Tree Canopy Walks Draw Tourists, Scientists

John Roach
for National Geographic News
October 7, 2003

The warblers, lemurs, and bees that tweet, screech, and buzz high in the treetops are sharing their once hidden domain with eco-tourists and scientists who've begun to wander along walkways that lead from the ground way up into the canopy.

The walkways are suspended from towers or the branches of trees, allowing people to look canopy-dwelling wildlife in the eyes and smell flowers that bloom a few hundred feet closer to the sun.

Tourists flock by the thousands to stroll with local guides along walkways erected in places like Ghana's Kakum National Park and the Amazonian rain forest of Peru. The dollars the tourists spend pay for park maintenance, local community development, and the conservation of open space.

Researchers sit for hours on elevated platforms and study an ecosystem that was until recently as cloaked in mystery as the depths of the seas.

"The canopy is like a leafy aerial continent, elevated on stilts, called the treetops," said H. Bruce Rinker of the Center for Canopy Ecology at the Marie Selby Botanical Garden in Sarasota, Florida. "When you get up there in the aerial continent you have a different perspective on the forest that is broader and healthier than what you have on the ground."

John Kelson of Greenheart Conservation Company in Vancouver, British Columbia, which builds canopy walkways around the world, said the systems of bridges and platforms suspended in the treetops are also a boon to tourism that begets conservation.

"When you integrate tourism, research, and conservation in an economically viable business, it is kind of a winning approach," he said.

His company is currently developing plans to bring canopy walkways to the lemur-rich rain forest in Madagascar's Ranomafana National Park; a rare, intact patch of cloud forest on the eastern slope of the Andes in Peru; and a selectively-logged old-growth forest in North Vancouver, British Columbia.

Conservation Model

"In an economically based world, conservation can sometimes pay for itself," said Kelson. "What we are doing is another approach to sustainable development."

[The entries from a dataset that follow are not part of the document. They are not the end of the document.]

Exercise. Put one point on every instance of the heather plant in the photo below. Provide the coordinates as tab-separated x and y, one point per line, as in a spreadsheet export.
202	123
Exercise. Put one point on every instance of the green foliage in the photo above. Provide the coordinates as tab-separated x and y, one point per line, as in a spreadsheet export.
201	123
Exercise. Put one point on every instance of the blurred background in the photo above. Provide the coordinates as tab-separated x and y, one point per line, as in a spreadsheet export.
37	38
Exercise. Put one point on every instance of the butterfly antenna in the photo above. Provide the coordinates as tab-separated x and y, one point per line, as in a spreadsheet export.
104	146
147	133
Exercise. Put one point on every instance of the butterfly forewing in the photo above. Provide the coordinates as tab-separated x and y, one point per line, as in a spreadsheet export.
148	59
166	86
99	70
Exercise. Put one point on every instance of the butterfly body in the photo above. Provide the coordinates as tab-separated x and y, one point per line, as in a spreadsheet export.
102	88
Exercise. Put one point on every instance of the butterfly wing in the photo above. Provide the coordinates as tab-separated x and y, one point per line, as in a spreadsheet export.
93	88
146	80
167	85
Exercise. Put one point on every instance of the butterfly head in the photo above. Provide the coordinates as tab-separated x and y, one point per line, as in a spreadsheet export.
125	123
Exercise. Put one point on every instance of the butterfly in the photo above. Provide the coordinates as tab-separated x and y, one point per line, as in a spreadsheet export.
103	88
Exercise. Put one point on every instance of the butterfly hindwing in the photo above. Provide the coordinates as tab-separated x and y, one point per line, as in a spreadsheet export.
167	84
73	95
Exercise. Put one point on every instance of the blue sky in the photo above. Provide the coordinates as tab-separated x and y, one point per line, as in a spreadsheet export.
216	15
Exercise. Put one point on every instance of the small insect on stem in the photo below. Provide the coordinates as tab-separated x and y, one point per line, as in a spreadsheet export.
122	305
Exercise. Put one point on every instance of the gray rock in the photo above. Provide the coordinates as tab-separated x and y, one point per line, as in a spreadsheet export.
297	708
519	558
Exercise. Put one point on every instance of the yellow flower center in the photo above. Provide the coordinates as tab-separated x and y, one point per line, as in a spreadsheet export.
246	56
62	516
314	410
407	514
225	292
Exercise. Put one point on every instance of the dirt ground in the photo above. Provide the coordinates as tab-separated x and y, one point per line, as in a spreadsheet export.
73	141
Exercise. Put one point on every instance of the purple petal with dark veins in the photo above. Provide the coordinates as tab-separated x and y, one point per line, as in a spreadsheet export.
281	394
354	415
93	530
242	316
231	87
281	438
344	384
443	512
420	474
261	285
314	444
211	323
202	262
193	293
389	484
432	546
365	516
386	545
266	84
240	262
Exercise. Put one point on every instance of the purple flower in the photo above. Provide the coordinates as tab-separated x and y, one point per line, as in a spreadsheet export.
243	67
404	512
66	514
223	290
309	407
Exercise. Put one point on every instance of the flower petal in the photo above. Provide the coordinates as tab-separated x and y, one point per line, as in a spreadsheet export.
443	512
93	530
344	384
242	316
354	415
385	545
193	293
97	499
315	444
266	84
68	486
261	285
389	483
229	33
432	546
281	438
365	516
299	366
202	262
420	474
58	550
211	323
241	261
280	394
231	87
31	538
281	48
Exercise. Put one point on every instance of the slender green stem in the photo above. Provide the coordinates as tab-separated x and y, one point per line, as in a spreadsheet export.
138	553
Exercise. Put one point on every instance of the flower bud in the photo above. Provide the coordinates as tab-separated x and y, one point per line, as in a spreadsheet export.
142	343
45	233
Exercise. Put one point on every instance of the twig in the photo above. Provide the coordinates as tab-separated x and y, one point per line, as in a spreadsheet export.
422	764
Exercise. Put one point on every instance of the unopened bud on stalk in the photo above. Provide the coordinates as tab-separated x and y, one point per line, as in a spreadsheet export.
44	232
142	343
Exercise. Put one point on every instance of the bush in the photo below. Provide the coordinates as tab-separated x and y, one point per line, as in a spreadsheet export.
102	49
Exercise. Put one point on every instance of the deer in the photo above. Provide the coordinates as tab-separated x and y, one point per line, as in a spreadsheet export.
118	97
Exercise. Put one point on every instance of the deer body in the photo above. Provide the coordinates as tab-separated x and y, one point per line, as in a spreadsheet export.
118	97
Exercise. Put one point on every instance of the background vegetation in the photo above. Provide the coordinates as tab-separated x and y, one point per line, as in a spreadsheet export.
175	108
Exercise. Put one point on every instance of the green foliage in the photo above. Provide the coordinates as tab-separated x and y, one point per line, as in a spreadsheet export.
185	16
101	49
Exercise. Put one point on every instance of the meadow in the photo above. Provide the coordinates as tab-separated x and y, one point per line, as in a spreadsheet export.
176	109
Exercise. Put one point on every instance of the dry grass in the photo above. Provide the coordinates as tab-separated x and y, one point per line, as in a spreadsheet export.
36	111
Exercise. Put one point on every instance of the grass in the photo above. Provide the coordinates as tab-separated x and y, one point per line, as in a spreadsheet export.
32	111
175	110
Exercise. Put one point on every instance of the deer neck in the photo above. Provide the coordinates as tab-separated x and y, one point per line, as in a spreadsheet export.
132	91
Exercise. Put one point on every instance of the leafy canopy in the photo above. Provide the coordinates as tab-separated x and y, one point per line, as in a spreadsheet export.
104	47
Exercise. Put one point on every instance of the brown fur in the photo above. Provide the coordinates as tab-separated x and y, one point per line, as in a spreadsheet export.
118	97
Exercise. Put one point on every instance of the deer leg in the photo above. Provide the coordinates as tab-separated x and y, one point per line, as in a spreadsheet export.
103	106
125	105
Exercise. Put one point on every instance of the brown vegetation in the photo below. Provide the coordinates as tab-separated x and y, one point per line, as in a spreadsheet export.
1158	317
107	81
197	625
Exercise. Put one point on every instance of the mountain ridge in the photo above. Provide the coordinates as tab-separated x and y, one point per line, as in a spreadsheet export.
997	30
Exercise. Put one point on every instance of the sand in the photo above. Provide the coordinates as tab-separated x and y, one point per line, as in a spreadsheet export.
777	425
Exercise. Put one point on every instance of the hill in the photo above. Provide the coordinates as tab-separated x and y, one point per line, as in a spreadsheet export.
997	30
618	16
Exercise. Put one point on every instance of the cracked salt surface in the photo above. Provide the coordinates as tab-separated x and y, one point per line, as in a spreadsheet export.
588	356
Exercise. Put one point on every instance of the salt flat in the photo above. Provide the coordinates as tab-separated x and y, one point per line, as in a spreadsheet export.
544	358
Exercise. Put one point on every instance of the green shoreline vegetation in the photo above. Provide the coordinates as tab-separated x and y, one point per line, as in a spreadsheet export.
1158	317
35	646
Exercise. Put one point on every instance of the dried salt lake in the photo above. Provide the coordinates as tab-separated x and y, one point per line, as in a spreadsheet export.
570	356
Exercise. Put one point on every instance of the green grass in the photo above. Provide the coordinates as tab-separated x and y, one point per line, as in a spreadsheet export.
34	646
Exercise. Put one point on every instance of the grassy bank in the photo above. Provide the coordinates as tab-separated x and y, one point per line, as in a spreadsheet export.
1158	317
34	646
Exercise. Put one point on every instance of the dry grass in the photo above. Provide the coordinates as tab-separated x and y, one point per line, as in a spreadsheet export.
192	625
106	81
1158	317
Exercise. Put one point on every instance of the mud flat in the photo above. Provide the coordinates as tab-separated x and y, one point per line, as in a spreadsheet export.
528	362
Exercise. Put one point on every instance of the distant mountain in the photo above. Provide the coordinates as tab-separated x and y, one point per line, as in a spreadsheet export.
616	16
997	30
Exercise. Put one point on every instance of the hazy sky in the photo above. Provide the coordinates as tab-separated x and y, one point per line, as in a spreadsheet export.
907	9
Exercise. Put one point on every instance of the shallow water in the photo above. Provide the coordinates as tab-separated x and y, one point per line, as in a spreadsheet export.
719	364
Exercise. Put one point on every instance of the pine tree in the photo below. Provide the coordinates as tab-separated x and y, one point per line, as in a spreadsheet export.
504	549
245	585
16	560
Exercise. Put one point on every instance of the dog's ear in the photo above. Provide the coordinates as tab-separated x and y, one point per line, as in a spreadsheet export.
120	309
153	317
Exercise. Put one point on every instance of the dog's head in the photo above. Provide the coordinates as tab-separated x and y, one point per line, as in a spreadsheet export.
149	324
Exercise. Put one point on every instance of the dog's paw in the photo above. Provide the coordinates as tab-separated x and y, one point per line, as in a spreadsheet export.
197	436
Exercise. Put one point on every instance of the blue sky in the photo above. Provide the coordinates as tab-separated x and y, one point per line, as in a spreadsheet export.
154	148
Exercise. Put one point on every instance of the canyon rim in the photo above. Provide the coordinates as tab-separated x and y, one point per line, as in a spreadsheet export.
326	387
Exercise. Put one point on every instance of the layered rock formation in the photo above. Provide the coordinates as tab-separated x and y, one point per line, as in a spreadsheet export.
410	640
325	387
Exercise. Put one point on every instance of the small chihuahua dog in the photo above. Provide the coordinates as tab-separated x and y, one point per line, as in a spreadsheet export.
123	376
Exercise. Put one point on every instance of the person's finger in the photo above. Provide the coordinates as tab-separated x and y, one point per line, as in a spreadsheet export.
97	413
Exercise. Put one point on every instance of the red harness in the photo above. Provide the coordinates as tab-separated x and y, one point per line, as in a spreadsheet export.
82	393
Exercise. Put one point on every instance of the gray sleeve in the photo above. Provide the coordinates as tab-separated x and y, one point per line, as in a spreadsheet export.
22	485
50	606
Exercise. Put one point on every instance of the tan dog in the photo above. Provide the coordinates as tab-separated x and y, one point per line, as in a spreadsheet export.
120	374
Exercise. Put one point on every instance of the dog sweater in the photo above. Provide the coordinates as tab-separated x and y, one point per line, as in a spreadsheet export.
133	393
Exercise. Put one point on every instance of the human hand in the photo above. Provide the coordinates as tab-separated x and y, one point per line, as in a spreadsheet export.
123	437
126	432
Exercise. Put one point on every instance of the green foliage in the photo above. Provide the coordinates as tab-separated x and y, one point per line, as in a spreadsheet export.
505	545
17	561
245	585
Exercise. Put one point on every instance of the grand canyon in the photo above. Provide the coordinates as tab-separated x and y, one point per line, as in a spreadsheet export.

In 1994, founders of the Greenheart Conservation Company constructed the walkway in Ghana's Kakum National Park for Conservation International, the Washington, D.C.-based environmental organization. The walkway attracts over 80,000 visitors per year and nets about U.S. $230,000 annually, according to Okyeame Ampadu-Agyei, a coordinator for programs in Ghana with Conservation International.

"It gives an opportunity to see the canopies where primates enjoy, where birds sit and sing, and where most birds build their nests," he said. "It gives people the opportunity to walk in space, even though they are not in the plane or spacecraft. It is the opportunity to look down and assess nature in various layers."